Ia tak saja dipaksa menjadi mesin seks, juga mengkonsumsi alkohol dan obat-obatan terlarang. Setelah ia mampu membebaskan diri serta membebaskan para korban lain, dan membuat para pelaku ditangkap, deritanya belumlah selesai.
Sebagaimana para korban perdagangan orang, semua dokumennya telah disita
sindikat saat ia tiba di Amerika. Ia tak memiliki satupun dokumen untuk
menunjukkan siapa dirinya sehingga ia ditolak oleh konsulat RI yang
memberlakukan hukum yang kaku.
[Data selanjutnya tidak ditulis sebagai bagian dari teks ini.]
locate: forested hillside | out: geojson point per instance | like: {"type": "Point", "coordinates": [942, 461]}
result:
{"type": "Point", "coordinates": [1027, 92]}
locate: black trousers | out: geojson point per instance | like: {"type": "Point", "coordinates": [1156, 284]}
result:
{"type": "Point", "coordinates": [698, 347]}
Penolakan itu membuatnya hidup menumpang dari
satu penampungan ke penampungan lain. Atau dari satu keluarga Indonesia ke
keluarga yang lain.
Namun masalah utamanya bukan itu. Bukan ketiadaan dokumen,
uang dan pekerjaan. Tapi stigma yang dilekatkan padanya. Ia dipandang rendah
dan hina, bukan sebagai korban perbudakan seks melainkan sebagai pelacur.
Bahkan ketika ia beribadah di Gereja, dia dianggap sebagai pendosa yang dosanya
sangat memalukan dihadapan Tuhan. Ia serupa jatuh tertimpa tangga pula.
![]() |
Perempuan terpenjara |
Sebagian besar masyarakat Indonesia, bahkan
dunia masih belum berubah sudut pandangnya tentang korban kekerasan seksual.
Yang dialami Sandhra juga dialami korban lain, dimana korban kekerasan seksual
juga menjadi korban stigma atau victim blaming oleh keluarga
dan masyarakat. Tetapi hal demikian nyaris tak pernah disematkan kepada pelaku.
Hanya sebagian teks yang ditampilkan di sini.